The Editorial Board
Wall Street Journal
Excerpt: Columbia University’s decision Friday to bend to the Trump Administration’s governance demands has shocked the academy far and wide, and it is an unprecedented sanction. But perhaps it will also shock our academic elites into recognizing that they have courted this political backlash by too often abandoning their central mission of free inquiry.
Troy Closson, Alan Blinder and Katherine Rosman
New York Times
Excerpt: Many professors saw it as surrender, a reward to the Trump administration’s heavy hand. Conservative critics of academia celebrated it as an overdue, righteous reset by an Ivy League university.
Columbia University’s concession on Friday to a roster of government demands as it sought to restore about $400 million in federal funding is being widely viewed as a watershed in Washington’s relationships with the nation’s colleges. By design, the consequences will be felt immediately on Columbia’s campus, where, for example, some security personnel will soon have arrest powers and an academic department that had drawn conservative scrutiny is expected to face stringent oversight. But they also stand to shape colleges far from Manhattan.
FIRE
Excerpt: The federal government abandoned its existing process to brow-beat Columbia — and Columbia folded.
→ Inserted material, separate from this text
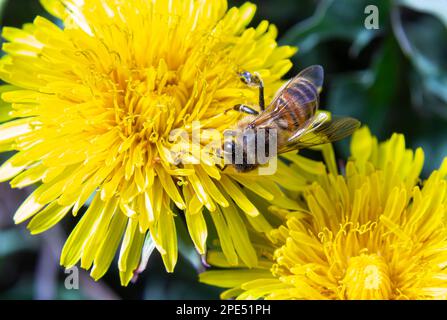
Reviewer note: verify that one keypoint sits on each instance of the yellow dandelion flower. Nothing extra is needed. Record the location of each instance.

Higher education reform shouldn’t resemble a shakedown. Colleges and universities shouldn’t be bullied into accepting speech-restrictive demands because the government dangles a $400 million check over an institution’s head. Any changes made as a result of this flawed process are inherently suspect.
Kathryn Palmer
Inside Higher Ed
Excerpt: A $10,000 grant from the Institute of Museum and Library Services is allowing a tribal college in northern Michigan to continue offering library services during a building renovation. The IMLS, which is the largest federal funding source for U.S. museums and libraries, also awarded a historically Black university in Virginia $52,000 to digitize an archival collection about the women’s college it absorbed in 1932. And an academic researcher in Florida is counting on a $150,000 grant to help school librarians better support students who are autistic.
But as of last week, those and hundreds of other federally funded programs at museums and libraries—many housed at cash-strapped colleges and universities—are in jeopardy.
Keith E. Whittington
The Volokh Conspiracy, Reason Magazine
Excerpt: Yesterday the Trump administration launched yet another massive financial blow at a university because it has done some things the administration does not like. This time the University of Pennsylvania's medical research is being decimated because the administration disagrees with the Penn athletic department's transgender policies.
Eugene Volokh, Michael C. Dorf, David Cole, and 15 other scholars
The New York Review
Excerpt: We write as constitutional scholars—some liberal and some conservative—who seek to defend academic freedom and the First Amendment in the wake of the federal government’s recent treatment of Columbia University.
The First Amendment protects speech many of us find wrongheaded or deeply offensive, including anti-Israel advocacy and even antisemitic advocacy. The government may not threaten funding cuts as a tool to pressure recipients into suppressing such viewpoints. This is especially so for universities, which should be committed to respecting free speech.